In the final two substantive chapters, Heinneman extends this analysis to other key forms of conscription on which transplant equally depends—of the intimate domestic arrangements of home life (Chapter 6) and of the notion of kinship more broadly (Chapter 7). Accommodating the clinical into the domestic emerges here as a daily and deeply felt demand that encroaches on and alters everything from kitchen-counter space to sexual desire, from sleeping arrangements to where children can attend school. In the process, Heinneman reveals how the relentless accommodations on which transplant medicine relies both presume and conjure up a very particular vision of family, endlessly available and willing to offer care. Recent attention to the increasing responsibilization for health as both practical and moral matter is usefully extended here, rendered not just a matter of individual but of family expectation. That such expectations are not always met, however, is a painful reality glimpsed in the more briefly told stories of transplant hopefuls whose ties of kinship and friendship are too fragile to gather together the necessary web of caregiving. Transplant medicine thus becomes a medium through which kinship—movingly, heartbreakingly—may be both made and unmade.

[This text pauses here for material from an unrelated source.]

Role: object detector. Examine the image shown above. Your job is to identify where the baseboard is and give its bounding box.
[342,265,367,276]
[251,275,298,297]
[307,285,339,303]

Heinneman concludes this slim, accessible study with a ringing call, inspired by feminist care ethics, to reframe the moral conversation in health care policy away from access to technology and toward access to care, broadly conceived. Her charge to take up care as a necessarily shared societal responsibility was clearly written in a more hopeful moment, when the establishment of the Affordable Care Act seemed a first, firm—if flawed—step in that direction. It is a call that now seems both all the more urgent and all the more elusive. In the end, Transplanting Care offers a compelling and clearly written argument for extending the reach of research and policy in health care beyond the clinic walls and more deeply and care-fully into the complex spaces and relations of home. In style, content, and scope, the book is well suited to teaching at multiple levels and across different audiences in anthropology, sociology, social work, and health policy. Spending time in the everyday rhythms and spaces and reciprocal webs of care of these very specific, situated lives, it turns out, has much to teach us about the fraught and mutually constituting relations between health, care, and kin, and between policy and precarity in the contemporary United States.
Ingold, T. 2011. Being Alive: Essays on Movement, Knowledge, and Description. New York: Routledge.